We’re happy to present our second guest blog post from Michael J Rosen, author of Kids’ Best Dog Book, and dubbed a “fidosopher” by The Washington Post. This time he offers Tips for families, especially those who have a new dog in the pack.
You make the choices:
As a family, you should decide on what behaviors you expect from your dog. In each and every situation. You decide how guests should be greeted at the door, how much pulling there should be on the leash, and where the dog is allowed to sleep. You decide if the dog is or isn’t allowed in the creek or the room with the new furniture or the garden. When you don’t make the decisions, the dog does. And either you go along with them, or you now have a “problem” to solve.
Prepare the way for success:
Just as you’d take along coloring books for a youngster who has to sit at a table while adults visited, or pack a DVD player for a long car ride, think of what a dog would do for similar extended periods. What will engage the dog while you’re eating? What will the dog be able to do in the living room, while you’re studying or visiting friends? If you don’t show a dog what he can do, he might invent things that are great with him (chewing furniture legs, shredding books), but maybe not so great for you. Think of your home, and prepare each room so your dog can do just those things you find acceptable. Provide him a stuffed hollow toy to chew. Train your dog that a blanket means an acceptable place to sleep. Use an indoor leash for quiet time. Exercise the dog ahead of time so that settling into a nap on his blanket is the perfect option.
Prevent problems, rather than solve them:
So many common problems can be anticipated, and therefore avoided. Dogs can’t get into the trash, if it’s not available. A dog can’t jump on someone, if you stand on his indoor leash. Shoes in the closet aren’t likely to be selected as a chew toy. Just as you’ve thought through what your dog can do in each room, remove any possible troubles. If you know you dog likes to snatch the cat’s food, take measures to prevent that situation. (If it happens again, you can’t be surprised (except by your lapse.) If coming in the house with muddy paws is a problem, teach your dog to sit at the unopened door. (Ideally, use the same door to make the routine clear.) Teach him to let you wipe each paw with a towel. Reward that behavior, and then let the dog inside.
Think of it this way: You want your dog to succeed. All the time. What can you do so that you can praise your dog for doing something right rather than scold your dog for doing something wrong? A simple example: Instead of using a negative voice to command, “No jumping!” use a positive command, “[your dog’s name], sit,” and then a reinforcing voice when your dog obeys. Turn an undesirable behavior into a desired one. You’re luring your dog toward those actions that bring rewards-the greatest reward being, more time in your company.
Simplify your complicated world:
A dog’s world is pretty simple. (Your family’s is probably not.) A dog is most content with a predictable routine. Now we walk, now we play, now I snooze in my crate, now I eat, etc.

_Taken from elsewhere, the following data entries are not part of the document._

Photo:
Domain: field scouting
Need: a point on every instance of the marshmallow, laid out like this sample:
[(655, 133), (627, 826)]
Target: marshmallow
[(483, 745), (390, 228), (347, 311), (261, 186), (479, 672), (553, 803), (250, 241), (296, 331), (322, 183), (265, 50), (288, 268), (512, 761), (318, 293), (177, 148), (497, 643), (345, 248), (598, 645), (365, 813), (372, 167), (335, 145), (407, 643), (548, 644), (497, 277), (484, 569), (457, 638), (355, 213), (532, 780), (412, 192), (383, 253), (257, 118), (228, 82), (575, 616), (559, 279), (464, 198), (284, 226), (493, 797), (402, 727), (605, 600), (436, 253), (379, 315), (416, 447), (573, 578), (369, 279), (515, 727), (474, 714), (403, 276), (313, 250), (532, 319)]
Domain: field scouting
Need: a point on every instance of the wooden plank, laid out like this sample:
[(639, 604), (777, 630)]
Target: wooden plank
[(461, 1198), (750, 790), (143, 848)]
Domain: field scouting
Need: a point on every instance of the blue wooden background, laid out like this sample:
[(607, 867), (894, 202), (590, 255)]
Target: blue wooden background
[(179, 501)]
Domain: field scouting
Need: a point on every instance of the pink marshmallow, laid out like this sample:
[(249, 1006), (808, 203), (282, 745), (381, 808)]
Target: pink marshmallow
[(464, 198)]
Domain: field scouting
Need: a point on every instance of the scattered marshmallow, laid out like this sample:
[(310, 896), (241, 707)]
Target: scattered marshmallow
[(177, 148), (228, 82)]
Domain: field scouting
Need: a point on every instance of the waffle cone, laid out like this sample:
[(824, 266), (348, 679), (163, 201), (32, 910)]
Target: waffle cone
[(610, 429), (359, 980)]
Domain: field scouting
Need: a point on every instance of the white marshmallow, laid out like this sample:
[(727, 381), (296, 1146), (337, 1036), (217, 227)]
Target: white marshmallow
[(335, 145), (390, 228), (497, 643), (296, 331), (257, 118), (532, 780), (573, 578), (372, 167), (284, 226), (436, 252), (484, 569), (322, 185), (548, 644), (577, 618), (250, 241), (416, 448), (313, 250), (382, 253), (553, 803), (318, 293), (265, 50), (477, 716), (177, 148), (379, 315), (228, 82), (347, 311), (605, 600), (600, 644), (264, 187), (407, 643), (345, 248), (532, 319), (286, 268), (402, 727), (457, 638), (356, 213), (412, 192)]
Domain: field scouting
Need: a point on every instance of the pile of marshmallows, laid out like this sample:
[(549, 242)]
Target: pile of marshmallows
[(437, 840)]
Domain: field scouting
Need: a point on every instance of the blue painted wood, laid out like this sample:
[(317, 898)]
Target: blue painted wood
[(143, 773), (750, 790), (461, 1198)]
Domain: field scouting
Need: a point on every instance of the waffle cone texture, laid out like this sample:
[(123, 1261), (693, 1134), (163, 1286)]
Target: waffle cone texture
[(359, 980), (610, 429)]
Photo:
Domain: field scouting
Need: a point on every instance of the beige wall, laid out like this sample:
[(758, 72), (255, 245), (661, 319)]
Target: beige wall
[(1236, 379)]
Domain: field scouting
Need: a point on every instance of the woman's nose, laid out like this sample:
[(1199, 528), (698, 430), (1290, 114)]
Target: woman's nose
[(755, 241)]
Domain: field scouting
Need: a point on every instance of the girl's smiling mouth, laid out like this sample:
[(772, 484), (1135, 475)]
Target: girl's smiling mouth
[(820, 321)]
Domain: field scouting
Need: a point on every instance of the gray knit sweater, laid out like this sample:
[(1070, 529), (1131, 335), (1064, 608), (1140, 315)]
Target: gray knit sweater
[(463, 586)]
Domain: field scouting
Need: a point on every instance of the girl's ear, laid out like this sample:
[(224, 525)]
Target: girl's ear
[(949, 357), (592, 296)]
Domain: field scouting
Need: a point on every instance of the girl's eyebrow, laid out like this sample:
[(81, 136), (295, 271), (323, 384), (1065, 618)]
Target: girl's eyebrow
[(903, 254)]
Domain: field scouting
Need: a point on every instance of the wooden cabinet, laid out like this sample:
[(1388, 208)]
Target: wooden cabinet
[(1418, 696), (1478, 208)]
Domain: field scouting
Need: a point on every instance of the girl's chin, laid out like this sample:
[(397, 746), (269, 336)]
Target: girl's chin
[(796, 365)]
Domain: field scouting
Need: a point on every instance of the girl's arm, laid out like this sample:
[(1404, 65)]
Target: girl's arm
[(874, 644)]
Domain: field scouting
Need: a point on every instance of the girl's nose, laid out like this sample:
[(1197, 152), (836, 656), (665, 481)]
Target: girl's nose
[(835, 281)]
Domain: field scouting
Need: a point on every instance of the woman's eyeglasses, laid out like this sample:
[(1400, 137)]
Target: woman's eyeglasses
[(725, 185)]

Dogs like to predict things, too. What unnerves them is when they don’t know what to do, or, when what they do elicits unexpected responses. Many dogs exhibit neurotic or destructive behaviors when they don’t experience the familiarity, repetition, comfort, and confidence that come from the routines of pack life. Do whatever you can to reinforce the dog’s understanding of his circumstances.
Don’t give the dog the whole world at once:
Continuing the previous idea, introduce the dog to your world gradually. Don’t let him loose in all the rooms of the house. Wait before you subject your dog to car rides, guest’s houses, dog parks. Use training to build that bond that will help your dog encounter new situations. Build that trust to provide security and calm in new experiences. Likewise, the training will keep him safe.
Allow your dog to master a behavior “settling down, for instance” in one part of the house. Then apply that ability in another room. Teach your dog to walk reliably on a leash in circumstances that offer few distractions, and then test that skill in more challenging areas. (Again, match your dog’s learning to a situation with just enough novelty so that he can succeed again. Take a step backwards to a previously successful situation if your dog doesn’t do what expected. You want to praise successes, rather than perpetuate frustration.)
Michael J. Rosen (www.fidosopher.com) is the author of more than 80 books for kids and adults including the recently published MY DOG! A Kid’s Guide to Keeping a Happy & Health Pet.